Building for One, Scaling for Million

Technology

Building for One, Scaling for Million

Every product that reaches millions of users starts in exactly the same place — with one.

I've always been fascinated by scale.

Not because of the numbers themselves, but because every product that reaches millions of users starts in exactly the same place — with one.

One user trying a product for the first time. One person deciding whether it's useful, confusing, exciting, or forgettable. Before the growth charts, funding rounds, and success stories, there is always that first user.

What I find interesting is how differently people think when building for one versus building for millions.

When you're building for the first few users, everything feels personal. You can talk to them, understand their problems, and make changes quickly. But as the product grows, the challenges change. Suddenly, it's not just about adding features. It's about making sure the experience remains reliable, fast, and valuable for everyone who comes next.

As someone who works in technology, I enjoy thinking about that transition. How do systems evolve as more people start using them? Which decisions made early on become strengths later, and which ones become bottlenecks?
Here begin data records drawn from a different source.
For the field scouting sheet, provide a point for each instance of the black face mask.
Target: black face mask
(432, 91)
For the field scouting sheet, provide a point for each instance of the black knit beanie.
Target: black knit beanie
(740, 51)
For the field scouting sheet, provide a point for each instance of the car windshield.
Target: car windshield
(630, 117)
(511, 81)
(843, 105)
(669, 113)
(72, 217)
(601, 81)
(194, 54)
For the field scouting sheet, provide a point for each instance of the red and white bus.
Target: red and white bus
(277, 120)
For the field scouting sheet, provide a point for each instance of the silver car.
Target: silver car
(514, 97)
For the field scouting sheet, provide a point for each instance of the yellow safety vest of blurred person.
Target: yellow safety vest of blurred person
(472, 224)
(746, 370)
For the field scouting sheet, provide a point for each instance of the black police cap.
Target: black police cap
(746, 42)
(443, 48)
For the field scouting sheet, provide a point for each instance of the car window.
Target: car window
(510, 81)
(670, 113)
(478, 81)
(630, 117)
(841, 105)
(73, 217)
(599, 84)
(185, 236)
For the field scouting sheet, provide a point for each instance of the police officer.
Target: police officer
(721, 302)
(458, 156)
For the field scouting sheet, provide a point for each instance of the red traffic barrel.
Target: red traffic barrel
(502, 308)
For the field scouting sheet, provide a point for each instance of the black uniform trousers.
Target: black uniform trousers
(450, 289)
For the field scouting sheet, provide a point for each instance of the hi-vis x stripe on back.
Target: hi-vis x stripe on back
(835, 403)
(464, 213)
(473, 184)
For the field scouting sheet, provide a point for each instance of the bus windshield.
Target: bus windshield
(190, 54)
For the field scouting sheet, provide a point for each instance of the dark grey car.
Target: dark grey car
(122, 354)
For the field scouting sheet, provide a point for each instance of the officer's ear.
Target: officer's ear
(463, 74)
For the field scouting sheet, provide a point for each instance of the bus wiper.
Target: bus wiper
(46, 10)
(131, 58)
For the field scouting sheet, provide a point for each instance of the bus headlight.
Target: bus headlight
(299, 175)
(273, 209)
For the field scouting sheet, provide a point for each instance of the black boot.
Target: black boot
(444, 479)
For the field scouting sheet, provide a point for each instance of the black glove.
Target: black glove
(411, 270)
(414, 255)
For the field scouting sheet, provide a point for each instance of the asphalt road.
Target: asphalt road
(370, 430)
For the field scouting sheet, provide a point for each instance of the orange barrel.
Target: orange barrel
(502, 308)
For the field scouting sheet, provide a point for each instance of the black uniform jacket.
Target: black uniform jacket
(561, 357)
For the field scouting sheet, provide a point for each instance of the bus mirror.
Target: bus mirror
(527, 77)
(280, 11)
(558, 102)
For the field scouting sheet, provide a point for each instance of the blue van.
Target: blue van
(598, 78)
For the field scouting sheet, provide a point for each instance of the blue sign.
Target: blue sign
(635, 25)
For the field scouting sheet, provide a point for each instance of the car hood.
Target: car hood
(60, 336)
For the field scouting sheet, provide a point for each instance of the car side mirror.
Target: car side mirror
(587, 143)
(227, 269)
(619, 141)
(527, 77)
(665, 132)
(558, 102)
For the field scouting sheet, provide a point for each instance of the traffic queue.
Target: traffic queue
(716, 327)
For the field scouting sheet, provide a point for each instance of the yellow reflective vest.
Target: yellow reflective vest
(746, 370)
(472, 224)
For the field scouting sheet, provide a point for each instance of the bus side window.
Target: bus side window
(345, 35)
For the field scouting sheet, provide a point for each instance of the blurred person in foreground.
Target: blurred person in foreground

How do you continue moving fast without breaking things that people depend on?

I've seen products struggle because they were built only for today's needs. I've also seen products succeed because someone thought a few steps ahead.

That's probably why I enjoy working on products that have the potential to grow. There's something satisfying about solving a problem today while keeping an eye on what happens when ten times, a hundred times, or a thousand times more people show up tomorrow.

For me, the most exciting part of technology isn't launching something new. It's watching something useful grow from its first user to its millionth — and knowing that every stage of that journey brings a completely different set of challenges to solve.